Apesar de tudo, esperavam.
“Ele virá!... Eu sei. Eu sinto.” Os pensamentos dela eram como bolhas batendo nos seus sentidos entorpecidos.
“Ele virá.”
Repetia para si mesmo, mas estava difícil de acreditar.
Não sei de onde ela tira tanta convicção. Tem fé. Talvez eu tenha perdido a minha.
As estrelas parecem pálidas no espaço... o vento aumentou a intensidade. A barriga doía de fome e não conseguia dormir...
Ela permanecia sentada na sua pedra, as costas eretas. Vigilante...
Acordou com o silêncio.
O vento cessara. O ar parado pesava toneladas.
Tentou se levantar para respirar melhor. Sentia-se entorpecido, a boca amarga, a visão turva.
Percebeu que ela continuava na mesma posição.
Estaria dormindo? Ou morrera? Não tinha importância.
Deu dois passos para a frente e parou com todos os sentidos eriçados. Ela dera um grito feroz. Um som real, não o eco dos seus pensamentos, mas ondas sonoras que se quebraram no areal deserto com uma intensidade rascante.
Correu na sua direção:
“Chegou a hora! Ele está vindo para nós”
Chorava e ria como se estivesse possuída, apertando os olhos e sacudindo o corpo.
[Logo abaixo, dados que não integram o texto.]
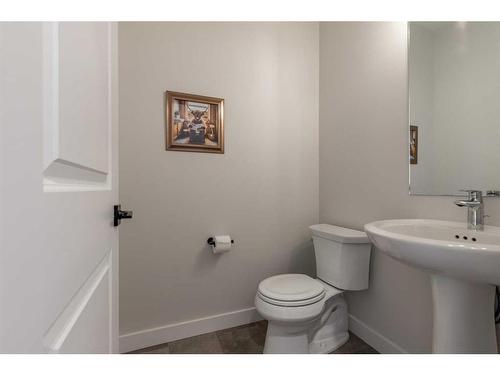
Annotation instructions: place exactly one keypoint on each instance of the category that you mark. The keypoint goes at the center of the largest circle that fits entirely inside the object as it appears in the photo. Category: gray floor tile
(203, 344)
(353, 346)
(247, 339)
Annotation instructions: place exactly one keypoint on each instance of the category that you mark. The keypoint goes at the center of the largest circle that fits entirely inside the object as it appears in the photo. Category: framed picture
(194, 123)
(413, 144)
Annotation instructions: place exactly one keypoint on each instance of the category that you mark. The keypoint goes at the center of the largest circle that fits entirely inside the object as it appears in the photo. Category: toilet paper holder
(211, 241)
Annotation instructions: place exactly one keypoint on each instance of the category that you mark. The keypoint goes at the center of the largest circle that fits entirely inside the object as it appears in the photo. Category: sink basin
(464, 266)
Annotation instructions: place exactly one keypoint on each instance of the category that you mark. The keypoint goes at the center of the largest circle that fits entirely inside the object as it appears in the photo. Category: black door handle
(119, 214)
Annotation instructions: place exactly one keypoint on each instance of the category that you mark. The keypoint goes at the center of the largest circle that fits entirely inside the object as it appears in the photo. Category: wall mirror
(454, 107)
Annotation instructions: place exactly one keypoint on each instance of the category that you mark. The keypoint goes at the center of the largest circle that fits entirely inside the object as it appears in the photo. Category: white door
(58, 185)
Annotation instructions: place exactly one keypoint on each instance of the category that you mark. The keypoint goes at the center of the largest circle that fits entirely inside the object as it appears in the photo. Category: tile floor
(247, 339)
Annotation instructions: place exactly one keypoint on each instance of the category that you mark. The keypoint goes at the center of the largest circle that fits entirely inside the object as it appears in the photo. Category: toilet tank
(342, 256)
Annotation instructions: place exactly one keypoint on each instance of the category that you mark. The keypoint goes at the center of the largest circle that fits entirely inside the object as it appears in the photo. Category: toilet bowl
(307, 315)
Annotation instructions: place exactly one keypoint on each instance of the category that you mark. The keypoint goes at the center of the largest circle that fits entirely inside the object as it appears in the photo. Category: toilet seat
(291, 290)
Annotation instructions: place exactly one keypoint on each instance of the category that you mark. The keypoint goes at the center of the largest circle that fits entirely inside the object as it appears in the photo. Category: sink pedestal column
(463, 316)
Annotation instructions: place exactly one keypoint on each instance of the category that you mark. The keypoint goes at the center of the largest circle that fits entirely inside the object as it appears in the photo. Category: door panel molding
(71, 131)
(80, 304)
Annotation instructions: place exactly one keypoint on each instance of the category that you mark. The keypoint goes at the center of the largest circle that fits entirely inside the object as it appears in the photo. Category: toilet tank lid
(339, 234)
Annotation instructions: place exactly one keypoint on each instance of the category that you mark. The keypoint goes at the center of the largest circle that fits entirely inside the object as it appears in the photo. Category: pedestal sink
(464, 266)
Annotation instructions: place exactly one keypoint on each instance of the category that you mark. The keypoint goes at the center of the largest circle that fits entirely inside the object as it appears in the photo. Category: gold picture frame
(194, 123)
(413, 144)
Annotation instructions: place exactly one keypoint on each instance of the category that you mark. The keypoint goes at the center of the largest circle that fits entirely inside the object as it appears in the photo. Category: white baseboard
(159, 335)
(373, 338)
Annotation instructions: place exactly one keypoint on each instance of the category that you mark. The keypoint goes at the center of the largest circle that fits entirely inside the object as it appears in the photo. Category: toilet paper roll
(222, 244)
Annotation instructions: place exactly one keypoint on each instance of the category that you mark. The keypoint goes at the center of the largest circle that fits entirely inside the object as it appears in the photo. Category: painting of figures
(194, 123)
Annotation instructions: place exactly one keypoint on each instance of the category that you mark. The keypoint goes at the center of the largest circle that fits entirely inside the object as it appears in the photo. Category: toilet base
(328, 345)
(326, 333)
(287, 339)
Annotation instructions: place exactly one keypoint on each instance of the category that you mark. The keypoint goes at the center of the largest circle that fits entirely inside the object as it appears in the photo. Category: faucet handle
(473, 194)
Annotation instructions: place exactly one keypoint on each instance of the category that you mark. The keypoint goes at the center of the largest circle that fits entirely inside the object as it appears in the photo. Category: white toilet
(307, 315)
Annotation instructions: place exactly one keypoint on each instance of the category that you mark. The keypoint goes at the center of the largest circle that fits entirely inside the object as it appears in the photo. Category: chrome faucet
(475, 209)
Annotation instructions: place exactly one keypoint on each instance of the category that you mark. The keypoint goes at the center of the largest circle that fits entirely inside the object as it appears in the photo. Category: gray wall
(364, 170)
(263, 190)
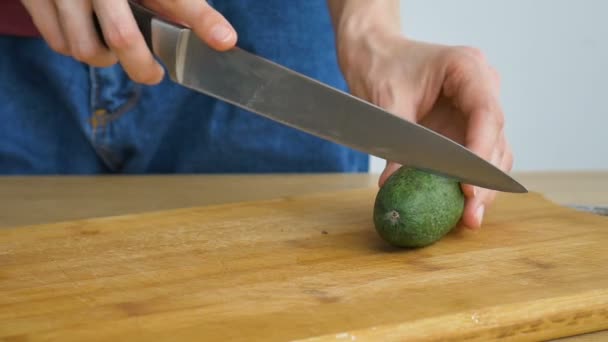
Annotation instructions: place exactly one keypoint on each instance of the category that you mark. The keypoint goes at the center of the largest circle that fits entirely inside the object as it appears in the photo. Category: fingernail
(221, 33)
(479, 215)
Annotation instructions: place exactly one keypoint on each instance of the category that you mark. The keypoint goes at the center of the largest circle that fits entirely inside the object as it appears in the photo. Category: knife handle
(143, 18)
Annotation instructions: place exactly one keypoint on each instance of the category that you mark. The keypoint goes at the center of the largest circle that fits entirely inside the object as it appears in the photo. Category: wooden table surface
(38, 200)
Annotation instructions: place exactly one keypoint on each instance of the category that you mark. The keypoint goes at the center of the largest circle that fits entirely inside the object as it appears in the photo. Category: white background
(553, 59)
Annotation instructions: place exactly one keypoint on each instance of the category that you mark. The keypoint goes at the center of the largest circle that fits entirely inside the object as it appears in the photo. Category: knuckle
(145, 77)
(86, 52)
(59, 46)
(473, 52)
(122, 37)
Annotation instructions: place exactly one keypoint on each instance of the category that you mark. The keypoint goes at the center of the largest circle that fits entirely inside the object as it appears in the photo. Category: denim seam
(101, 118)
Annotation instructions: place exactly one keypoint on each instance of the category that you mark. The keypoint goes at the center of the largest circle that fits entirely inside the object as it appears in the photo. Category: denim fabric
(59, 116)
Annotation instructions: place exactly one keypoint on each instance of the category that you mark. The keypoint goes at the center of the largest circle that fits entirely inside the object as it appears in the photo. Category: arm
(354, 18)
(450, 89)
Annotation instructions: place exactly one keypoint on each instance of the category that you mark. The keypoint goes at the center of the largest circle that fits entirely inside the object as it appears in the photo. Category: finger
(205, 21)
(507, 159)
(388, 171)
(45, 18)
(125, 39)
(482, 198)
(76, 18)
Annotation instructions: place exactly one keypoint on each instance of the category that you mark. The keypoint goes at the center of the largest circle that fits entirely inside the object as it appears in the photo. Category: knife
(266, 88)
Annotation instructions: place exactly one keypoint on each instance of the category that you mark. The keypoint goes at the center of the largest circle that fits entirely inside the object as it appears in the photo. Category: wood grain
(309, 267)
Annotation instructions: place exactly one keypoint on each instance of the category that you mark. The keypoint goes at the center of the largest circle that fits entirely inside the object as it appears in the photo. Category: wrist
(363, 28)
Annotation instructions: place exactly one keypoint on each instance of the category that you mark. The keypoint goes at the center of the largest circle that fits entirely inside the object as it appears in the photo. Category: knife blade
(266, 88)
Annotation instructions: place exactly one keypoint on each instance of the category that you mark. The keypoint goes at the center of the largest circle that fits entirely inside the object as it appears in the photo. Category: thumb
(389, 169)
(204, 20)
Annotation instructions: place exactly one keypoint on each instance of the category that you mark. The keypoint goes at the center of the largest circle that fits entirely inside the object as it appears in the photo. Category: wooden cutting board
(304, 268)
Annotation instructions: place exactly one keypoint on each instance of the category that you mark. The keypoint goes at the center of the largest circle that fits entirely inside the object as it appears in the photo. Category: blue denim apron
(59, 116)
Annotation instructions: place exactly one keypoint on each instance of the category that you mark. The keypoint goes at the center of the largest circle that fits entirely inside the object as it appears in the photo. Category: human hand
(451, 90)
(67, 26)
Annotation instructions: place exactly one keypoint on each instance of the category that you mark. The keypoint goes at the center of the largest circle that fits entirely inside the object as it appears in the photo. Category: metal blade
(273, 91)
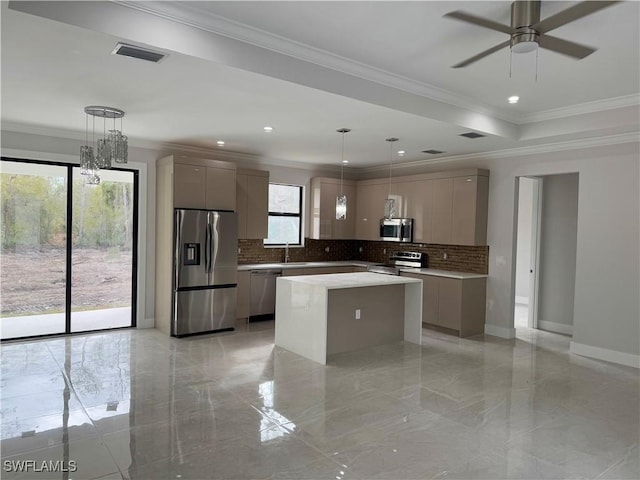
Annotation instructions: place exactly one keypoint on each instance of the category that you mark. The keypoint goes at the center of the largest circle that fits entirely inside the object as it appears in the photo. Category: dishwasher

Seus membros se agitavam em espasmos e ele mal conseguia contê-los dentro da carapaça para que pudesse abraçá-la. As unhas feriram seu rosto e sentiu o sangue escorrer pelas fendas da pele.
Pensou que enlouquecera por causa da fome, mas ela repetia “Eu sei... Ele está aqui!... Ele veio!... Ele chegou!... Finalmente!...”
Olhou para o alto.
O céu continuava límpido e o ar parado.
“Não há nenhum sinal... nenhuma luz... nenhum ruído... nada! Você está cansada... está delirando.”
“Não, Não!...”
Ela se debateu de encontro a ele, a rocha arrancou pequenas escamas de sua pele nas partes desprotegidas
“Eu sei! Seu idiota, seu grande imbecil!... Eu sei... ele está vindo para nós.”
Livrou-se dele e caiu de joelhos.
Nesse momento algo escureceu o céu.
Começou aos poucos, vindo do horizonte pelo areal prateado até onde eles estavam.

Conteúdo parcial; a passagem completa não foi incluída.